The management structure, staff involvement and culture of the service were good. Patient and staff feedback was consistently positive throughout the inspection. There was a positive vision for the future sustainability of the service.

Urgent and emergency services

Outstanding

Updated 20 April 2016

Overall, we rated the emergency department as 'Outstanding'. It wasn't perfect but the staff and trust executive knew where any shortfalls and risks were and were constantly reviewing the provision to ensure it was meeting the needs of the people using the service.

Departmental leaders and staff had implemented systems to maintain flow and escalate problems as soon as there were indications of delays in patient flow. The trust had programmes of work to improve patient flow through the hospital. The hospital met the national target of seeing, treating, admitting or discharging 95% of patients within four hours, ending the year in the top 20 trusts in the country.

We saw examples of a service that responded in an extremely compassionate way to meet the needs of a patient whose spouse had died the previous day in the same department. The service was very busy but the patient and their relatives were made to feel as though staff had all the time in the world to support and care for them.

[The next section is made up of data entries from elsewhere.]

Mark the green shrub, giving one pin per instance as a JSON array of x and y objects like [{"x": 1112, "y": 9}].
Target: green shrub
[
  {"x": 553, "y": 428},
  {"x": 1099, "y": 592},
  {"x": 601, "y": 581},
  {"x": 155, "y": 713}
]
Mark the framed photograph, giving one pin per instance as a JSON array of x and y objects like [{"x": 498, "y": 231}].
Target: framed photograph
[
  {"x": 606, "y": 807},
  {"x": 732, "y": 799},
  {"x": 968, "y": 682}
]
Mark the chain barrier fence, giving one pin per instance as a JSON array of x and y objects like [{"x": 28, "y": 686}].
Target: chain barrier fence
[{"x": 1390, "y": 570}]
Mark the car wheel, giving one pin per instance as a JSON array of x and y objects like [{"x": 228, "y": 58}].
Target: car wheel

Patients were asked about their wishes and were supported to make decisions about their care and treatment. We saw staff consistently offered care that was kind, respectful and considerate whilst promoting their privacy and dignity at all times. Staff supported patients promptly in managing pain and anxiety and we observed staff discussing treatment and pain management with patients in ways they could understand.

The ED had a strongly embedded culture of learning from incidents. There were clear and effective processes for incident reporting, investigation and learning from incidents. Staff we spoke with knew how to escalate concerns in relation to patient safety and safeguarding. They were aware of Duty of Candour and could describe how they met this requirement.

The leaders of the service were well respected by the staff. Staff of all grades and disciplines talked positively about working in the department and for the trust.